One possibility is that it is exceptionally difficult to re-evolve baseline feeding features once you become heavily specialized. It could also be that betting on ants and termites tends to pay off

I'm betting a mix of both. I think myrmecophagy is an evolutionary strategy bound to appear when other niches are unavailable due to competition, and to restrict them further.

I'll use the order Pilosa for the sake of example. Consider the following two maps:

The first one shows the suborder Vermilingua (anteaters), the second one Folivora (sloths). Here are their diets and ranges:

Clade Diet Areas
Vermilingua (anteaters) ant/termite eaters jungle (Amazon), savanna (Cerrado), swamps (Pantanal)
Folivora / genus Bradypus (three-toed sloths) picky leaf eaters, koala/panda style jungle (Amazon), savanna (Cerrado)
Folivora / genus Choloepus (two-toed sloths) omnivores jungle (Amazon)

I'm simplifying the ranges, mind you. Regarding Choloepus' omnivory, TL;DR they eat whatever won't outrun a sloth (eh) - berries, carrion, a few insects, even a lizard or two.

Note all three can be found in the jungle, but only the specialised eaters can be found in the savanna. I don't think this is a coincidence: the plant life in Amazon is so abundant that monkeys and birds can't call dibs on all energy sources there, but the same does not apply to Cerrado. This makes Choloepus' omnivory viable in the former, but not the later - in Cerrado you won't outcompete birds and monkeys, so the specialised diets pay off there.

But let's say some Vermilingua species developed a mutation enabling a wider diet; they can eat berries, although it's a rather small part of their diet.

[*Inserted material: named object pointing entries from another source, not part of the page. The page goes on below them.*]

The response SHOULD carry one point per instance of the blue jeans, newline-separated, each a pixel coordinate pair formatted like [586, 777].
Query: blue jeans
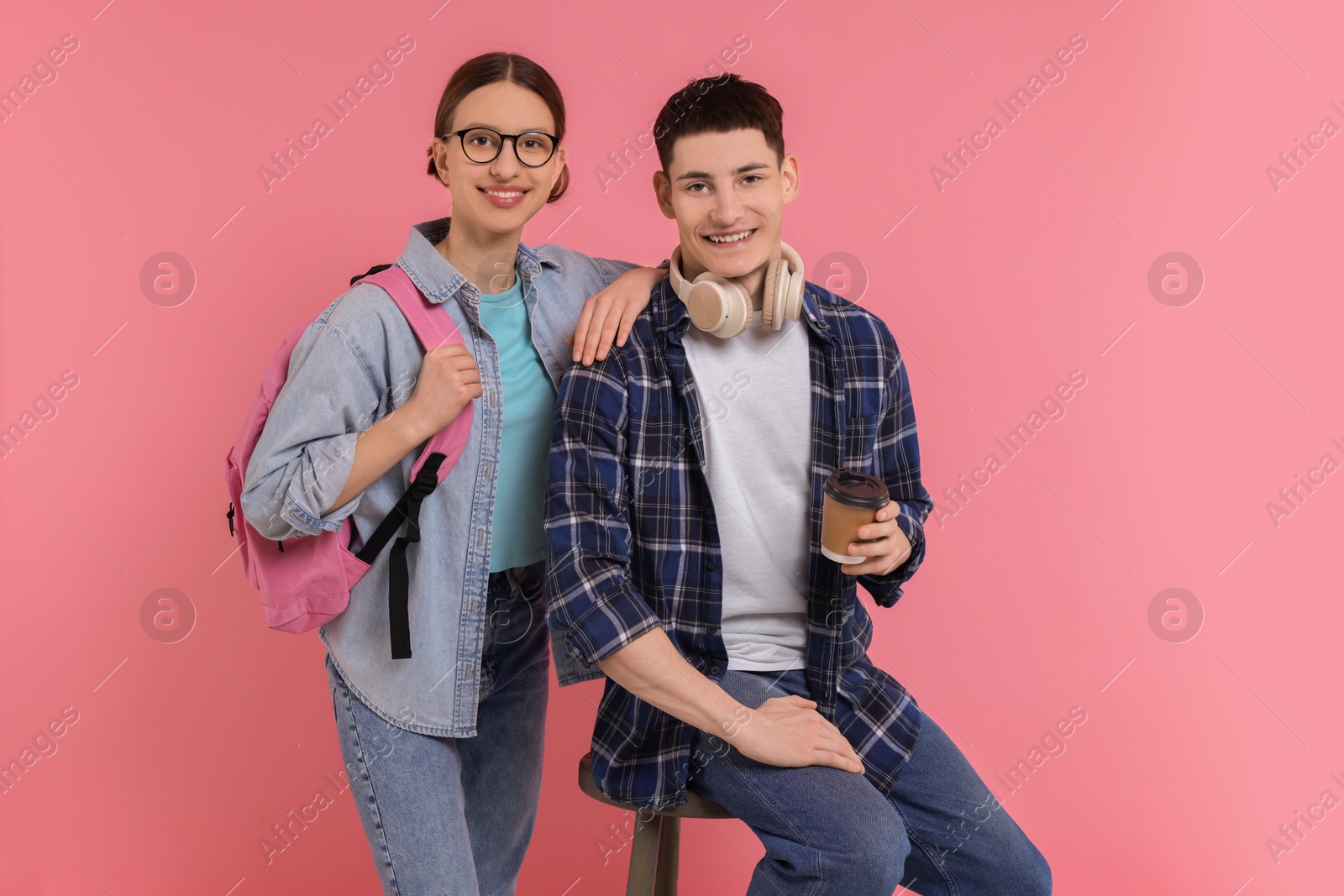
[828, 831]
[454, 815]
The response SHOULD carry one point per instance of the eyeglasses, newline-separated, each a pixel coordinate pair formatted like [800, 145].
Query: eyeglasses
[481, 145]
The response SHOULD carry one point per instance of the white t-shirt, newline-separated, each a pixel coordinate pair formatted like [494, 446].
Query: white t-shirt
[756, 403]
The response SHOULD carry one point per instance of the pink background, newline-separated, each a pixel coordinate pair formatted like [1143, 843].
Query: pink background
[1028, 265]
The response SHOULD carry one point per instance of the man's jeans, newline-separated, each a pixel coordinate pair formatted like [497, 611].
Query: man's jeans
[454, 815]
[828, 831]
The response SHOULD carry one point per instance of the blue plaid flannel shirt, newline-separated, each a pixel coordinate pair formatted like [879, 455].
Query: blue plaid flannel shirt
[632, 542]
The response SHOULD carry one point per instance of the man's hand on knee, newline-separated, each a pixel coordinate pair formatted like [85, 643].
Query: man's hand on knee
[790, 732]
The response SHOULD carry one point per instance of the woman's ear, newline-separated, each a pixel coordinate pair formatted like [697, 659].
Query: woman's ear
[559, 170]
[440, 161]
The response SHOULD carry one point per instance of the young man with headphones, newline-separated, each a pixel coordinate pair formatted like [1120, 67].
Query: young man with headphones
[683, 547]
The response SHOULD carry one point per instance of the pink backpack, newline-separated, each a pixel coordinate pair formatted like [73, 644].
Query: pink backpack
[306, 580]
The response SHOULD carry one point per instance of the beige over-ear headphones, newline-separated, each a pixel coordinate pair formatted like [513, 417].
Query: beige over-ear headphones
[721, 307]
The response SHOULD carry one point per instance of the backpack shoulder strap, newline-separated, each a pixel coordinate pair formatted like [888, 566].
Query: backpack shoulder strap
[434, 328]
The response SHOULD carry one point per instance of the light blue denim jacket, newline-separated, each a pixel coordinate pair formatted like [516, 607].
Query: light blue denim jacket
[358, 362]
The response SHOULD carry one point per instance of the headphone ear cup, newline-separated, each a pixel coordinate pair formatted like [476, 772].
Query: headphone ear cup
[718, 307]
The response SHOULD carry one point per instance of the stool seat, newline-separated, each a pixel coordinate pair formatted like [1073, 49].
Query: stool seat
[656, 846]
[696, 806]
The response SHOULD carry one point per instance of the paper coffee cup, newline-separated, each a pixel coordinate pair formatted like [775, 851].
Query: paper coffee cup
[850, 501]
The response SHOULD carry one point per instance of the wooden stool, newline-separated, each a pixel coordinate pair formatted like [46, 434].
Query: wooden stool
[658, 842]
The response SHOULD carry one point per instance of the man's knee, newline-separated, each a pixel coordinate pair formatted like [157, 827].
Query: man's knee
[1030, 873]
[870, 857]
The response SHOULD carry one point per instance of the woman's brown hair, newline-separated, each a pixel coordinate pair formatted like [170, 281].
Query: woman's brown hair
[494, 67]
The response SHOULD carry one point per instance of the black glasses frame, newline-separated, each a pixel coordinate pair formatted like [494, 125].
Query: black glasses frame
[461, 139]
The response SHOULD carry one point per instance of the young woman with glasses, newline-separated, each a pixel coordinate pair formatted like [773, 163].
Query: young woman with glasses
[444, 747]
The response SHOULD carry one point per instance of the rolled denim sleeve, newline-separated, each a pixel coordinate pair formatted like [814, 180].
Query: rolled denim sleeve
[897, 461]
[591, 595]
[307, 449]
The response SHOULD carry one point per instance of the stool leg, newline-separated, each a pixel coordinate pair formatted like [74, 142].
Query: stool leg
[669, 856]
[644, 856]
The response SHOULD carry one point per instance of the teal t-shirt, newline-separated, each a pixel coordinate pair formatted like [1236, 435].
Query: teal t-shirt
[517, 537]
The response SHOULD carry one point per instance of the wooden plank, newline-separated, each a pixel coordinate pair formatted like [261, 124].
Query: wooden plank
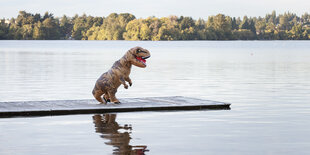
[65, 107]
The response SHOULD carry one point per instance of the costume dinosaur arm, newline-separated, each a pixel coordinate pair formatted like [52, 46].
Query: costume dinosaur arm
[122, 80]
[128, 80]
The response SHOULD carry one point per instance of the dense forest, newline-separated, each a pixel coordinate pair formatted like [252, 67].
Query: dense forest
[125, 26]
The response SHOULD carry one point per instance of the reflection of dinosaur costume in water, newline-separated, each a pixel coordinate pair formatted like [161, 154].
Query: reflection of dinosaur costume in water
[109, 81]
[107, 125]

That mutation would likely make them worse at ant/termite-eating, and put them into direct competition with other species - it's a gambit that simply doesn't pay off.

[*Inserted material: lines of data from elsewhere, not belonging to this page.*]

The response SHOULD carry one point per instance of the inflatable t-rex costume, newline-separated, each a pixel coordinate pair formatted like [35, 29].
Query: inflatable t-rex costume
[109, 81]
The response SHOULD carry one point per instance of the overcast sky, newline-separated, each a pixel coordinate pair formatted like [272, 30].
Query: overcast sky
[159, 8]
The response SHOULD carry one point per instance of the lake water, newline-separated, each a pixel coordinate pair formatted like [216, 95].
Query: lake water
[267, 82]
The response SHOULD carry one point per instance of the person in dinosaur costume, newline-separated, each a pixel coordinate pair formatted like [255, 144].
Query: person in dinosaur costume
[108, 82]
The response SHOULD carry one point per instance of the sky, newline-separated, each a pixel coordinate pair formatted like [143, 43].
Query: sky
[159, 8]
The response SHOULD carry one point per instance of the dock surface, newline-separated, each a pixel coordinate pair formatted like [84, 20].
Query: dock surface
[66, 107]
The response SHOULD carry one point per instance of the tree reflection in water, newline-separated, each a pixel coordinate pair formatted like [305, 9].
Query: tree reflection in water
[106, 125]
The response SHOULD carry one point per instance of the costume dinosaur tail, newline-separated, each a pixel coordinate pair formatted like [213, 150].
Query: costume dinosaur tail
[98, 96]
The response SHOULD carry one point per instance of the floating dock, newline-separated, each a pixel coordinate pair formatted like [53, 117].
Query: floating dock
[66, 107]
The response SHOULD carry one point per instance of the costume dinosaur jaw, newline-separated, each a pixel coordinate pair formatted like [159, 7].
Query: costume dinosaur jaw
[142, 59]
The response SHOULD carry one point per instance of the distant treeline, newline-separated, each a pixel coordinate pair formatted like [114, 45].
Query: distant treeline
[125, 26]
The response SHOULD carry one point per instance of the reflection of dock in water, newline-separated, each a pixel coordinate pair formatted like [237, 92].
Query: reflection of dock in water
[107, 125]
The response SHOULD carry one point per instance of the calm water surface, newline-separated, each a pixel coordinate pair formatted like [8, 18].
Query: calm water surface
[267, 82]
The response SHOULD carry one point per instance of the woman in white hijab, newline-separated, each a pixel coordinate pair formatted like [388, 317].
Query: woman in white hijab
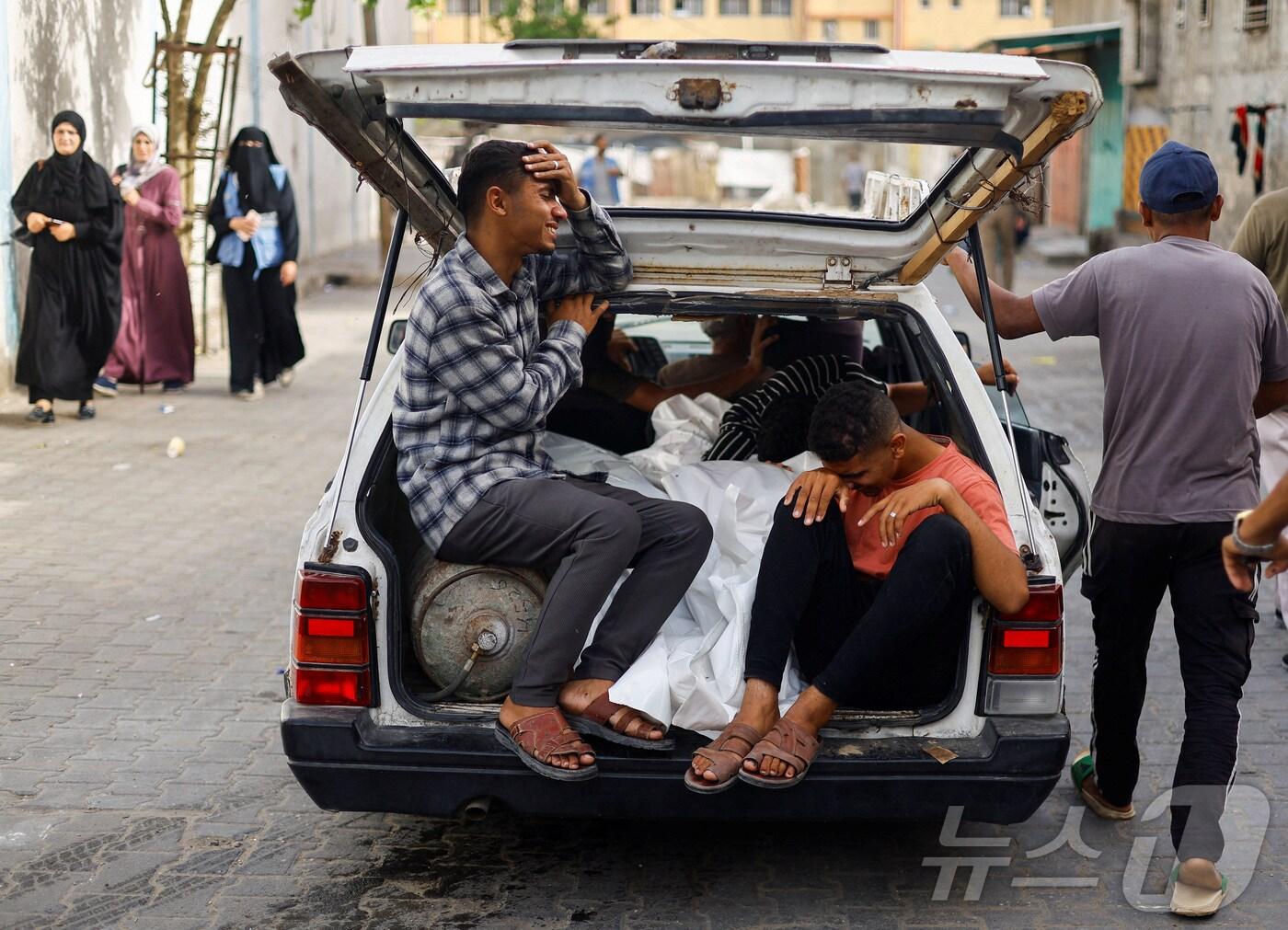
[156, 340]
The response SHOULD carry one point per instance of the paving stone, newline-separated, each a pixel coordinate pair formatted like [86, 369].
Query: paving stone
[186, 814]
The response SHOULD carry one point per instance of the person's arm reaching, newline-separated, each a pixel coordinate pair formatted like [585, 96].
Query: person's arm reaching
[1261, 527]
[1271, 396]
[470, 357]
[599, 264]
[998, 571]
[1015, 316]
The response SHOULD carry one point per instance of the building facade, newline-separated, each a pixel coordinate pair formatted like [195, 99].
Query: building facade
[1194, 70]
[49, 61]
[944, 25]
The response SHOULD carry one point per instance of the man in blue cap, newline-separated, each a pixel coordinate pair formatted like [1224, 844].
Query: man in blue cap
[1193, 347]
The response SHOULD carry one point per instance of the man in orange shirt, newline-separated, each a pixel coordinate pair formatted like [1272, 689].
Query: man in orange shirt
[873, 594]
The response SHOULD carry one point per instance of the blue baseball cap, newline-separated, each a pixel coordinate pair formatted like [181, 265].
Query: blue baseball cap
[1178, 179]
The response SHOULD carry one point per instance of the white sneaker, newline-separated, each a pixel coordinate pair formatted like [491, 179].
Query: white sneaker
[255, 393]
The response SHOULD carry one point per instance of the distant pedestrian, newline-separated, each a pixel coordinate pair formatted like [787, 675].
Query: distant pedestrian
[73, 219]
[156, 340]
[1194, 347]
[257, 241]
[856, 177]
[599, 174]
[1262, 240]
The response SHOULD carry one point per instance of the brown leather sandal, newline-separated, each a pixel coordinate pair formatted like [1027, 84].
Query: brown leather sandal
[789, 742]
[538, 739]
[609, 721]
[724, 762]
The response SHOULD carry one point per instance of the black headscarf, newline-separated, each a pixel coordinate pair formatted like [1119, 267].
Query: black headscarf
[254, 182]
[74, 177]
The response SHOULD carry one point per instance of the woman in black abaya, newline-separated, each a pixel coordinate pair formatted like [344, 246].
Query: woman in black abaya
[257, 241]
[71, 216]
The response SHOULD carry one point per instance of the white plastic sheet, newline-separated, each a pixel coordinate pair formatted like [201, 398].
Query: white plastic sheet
[691, 675]
[684, 429]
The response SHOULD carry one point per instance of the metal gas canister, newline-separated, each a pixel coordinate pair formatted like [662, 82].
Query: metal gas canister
[470, 625]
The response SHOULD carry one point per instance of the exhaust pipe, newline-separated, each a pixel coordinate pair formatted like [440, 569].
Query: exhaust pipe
[477, 809]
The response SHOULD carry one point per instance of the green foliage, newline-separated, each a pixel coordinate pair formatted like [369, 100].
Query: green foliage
[305, 8]
[543, 19]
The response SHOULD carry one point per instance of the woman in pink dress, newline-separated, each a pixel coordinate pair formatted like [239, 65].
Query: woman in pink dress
[156, 339]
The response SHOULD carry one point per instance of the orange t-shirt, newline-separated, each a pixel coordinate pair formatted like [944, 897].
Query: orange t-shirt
[972, 482]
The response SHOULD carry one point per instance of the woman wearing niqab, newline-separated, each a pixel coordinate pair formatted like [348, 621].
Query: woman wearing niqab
[71, 216]
[257, 241]
[156, 339]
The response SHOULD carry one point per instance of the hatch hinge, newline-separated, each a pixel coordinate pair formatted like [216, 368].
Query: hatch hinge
[839, 270]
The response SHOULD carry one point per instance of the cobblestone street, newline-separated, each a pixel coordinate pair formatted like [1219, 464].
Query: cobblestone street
[144, 625]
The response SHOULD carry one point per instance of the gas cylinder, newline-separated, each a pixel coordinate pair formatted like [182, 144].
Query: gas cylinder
[472, 624]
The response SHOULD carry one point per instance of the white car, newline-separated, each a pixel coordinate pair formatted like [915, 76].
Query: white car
[376, 715]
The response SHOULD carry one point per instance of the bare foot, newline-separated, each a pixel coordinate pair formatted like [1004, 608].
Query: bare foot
[512, 713]
[759, 711]
[811, 711]
[1201, 874]
[579, 695]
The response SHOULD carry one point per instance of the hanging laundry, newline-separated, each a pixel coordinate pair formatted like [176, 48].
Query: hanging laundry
[1239, 135]
[1259, 156]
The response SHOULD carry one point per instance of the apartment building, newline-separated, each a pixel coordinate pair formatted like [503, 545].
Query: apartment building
[944, 25]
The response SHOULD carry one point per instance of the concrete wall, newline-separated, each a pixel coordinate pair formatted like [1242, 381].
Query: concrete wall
[1082, 12]
[1206, 71]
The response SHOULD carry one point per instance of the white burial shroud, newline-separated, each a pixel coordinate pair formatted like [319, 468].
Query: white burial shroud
[691, 675]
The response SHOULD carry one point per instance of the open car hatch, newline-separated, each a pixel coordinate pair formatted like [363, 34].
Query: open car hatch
[1005, 112]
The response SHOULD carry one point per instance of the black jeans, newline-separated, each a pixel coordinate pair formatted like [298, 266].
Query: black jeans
[863, 643]
[1129, 568]
[585, 534]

So they're mostly "stuck" with myrmecophagy. And there's selective pressure against diversification, at least in environments where food is a primary concern (instead of predation).

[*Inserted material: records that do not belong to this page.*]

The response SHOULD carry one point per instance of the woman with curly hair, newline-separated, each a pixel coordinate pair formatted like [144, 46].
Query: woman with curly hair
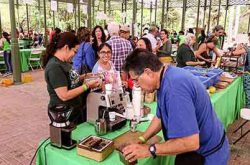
[84, 60]
[99, 37]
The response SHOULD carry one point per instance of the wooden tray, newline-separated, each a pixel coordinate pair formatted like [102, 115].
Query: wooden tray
[130, 137]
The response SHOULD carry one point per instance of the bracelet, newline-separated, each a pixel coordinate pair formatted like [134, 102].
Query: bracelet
[85, 87]
[141, 138]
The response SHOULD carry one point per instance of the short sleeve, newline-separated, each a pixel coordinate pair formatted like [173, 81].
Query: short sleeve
[158, 108]
[187, 56]
[158, 112]
[182, 120]
[57, 77]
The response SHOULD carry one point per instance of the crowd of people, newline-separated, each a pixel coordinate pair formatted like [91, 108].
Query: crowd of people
[185, 114]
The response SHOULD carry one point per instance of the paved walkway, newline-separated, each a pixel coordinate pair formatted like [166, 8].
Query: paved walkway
[24, 122]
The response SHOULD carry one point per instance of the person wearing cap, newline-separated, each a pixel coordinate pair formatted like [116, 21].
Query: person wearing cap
[124, 32]
[219, 32]
[120, 46]
[64, 84]
[151, 36]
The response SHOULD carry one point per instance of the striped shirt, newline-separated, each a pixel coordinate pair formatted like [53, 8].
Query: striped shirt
[120, 50]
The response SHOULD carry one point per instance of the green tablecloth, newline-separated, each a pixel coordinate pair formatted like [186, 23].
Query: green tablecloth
[227, 104]
[24, 56]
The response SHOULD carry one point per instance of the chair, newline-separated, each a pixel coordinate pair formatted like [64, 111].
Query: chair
[35, 58]
[244, 114]
[2, 63]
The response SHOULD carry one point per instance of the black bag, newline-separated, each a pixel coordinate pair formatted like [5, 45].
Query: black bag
[189, 158]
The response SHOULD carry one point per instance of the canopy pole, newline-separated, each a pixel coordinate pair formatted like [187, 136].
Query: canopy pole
[218, 18]
[155, 11]
[45, 24]
[163, 13]
[105, 10]
[16, 63]
[1, 31]
[198, 17]
[89, 14]
[79, 14]
[126, 5]
[141, 17]
[209, 15]
[27, 17]
[225, 20]
[151, 8]
[183, 14]
[134, 17]
[204, 15]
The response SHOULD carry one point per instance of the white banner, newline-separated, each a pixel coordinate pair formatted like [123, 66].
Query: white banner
[70, 8]
[53, 5]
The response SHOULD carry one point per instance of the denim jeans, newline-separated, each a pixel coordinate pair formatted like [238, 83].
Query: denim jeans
[7, 60]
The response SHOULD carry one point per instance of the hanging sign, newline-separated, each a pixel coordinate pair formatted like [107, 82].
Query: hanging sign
[70, 8]
[85, 9]
[29, 2]
[53, 5]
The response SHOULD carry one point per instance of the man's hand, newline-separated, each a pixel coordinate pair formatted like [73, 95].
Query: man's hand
[136, 151]
[202, 62]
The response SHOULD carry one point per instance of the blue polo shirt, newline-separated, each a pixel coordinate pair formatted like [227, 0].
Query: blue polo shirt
[185, 109]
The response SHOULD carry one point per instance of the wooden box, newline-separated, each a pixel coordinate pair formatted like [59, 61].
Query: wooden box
[89, 148]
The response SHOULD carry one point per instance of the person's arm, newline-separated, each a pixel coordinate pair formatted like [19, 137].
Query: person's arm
[1, 42]
[166, 49]
[153, 129]
[201, 50]
[58, 81]
[64, 94]
[170, 147]
[217, 52]
[90, 56]
[178, 145]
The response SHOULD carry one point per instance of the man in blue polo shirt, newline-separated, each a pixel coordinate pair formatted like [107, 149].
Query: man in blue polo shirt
[185, 114]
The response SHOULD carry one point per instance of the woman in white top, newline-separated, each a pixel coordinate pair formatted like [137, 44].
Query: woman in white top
[104, 65]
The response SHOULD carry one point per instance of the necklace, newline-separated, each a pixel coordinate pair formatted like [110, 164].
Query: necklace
[161, 75]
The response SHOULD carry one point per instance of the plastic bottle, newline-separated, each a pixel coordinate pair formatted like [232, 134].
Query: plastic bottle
[136, 101]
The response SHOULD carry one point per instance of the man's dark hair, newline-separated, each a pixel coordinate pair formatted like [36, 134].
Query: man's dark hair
[140, 59]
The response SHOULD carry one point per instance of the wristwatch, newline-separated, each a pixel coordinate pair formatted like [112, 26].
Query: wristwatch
[152, 150]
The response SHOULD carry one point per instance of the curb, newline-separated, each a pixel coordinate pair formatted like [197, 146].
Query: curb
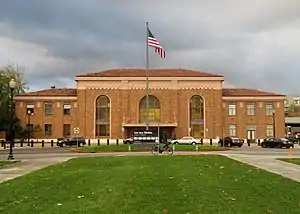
[106, 152]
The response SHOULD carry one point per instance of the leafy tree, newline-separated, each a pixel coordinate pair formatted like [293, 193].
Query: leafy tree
[8, 72]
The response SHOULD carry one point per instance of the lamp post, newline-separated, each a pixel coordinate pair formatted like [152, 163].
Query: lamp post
[29, 127]
[12, 85]
[274, 124]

I think this reasoning can be extended into other clades that are eating ants and termites, too.

[–] Sterile_Technique@lemmy.world 10 points 5 hours ago (1 children)

Taking a moment to recognize the insanely thorough formatting on that comment. I didn't even know Lemmy comments could look that clean. Well done sir.

[–] lvxferre@mander.xyz 5 points 4 hours ago

Thank you! Although, to be fair, 90% of that is Lemmy's markdown being really good - rich enough to feel resourceful, but not complex enough to feel overwhelming. (Also, in-comment images are a godsend.)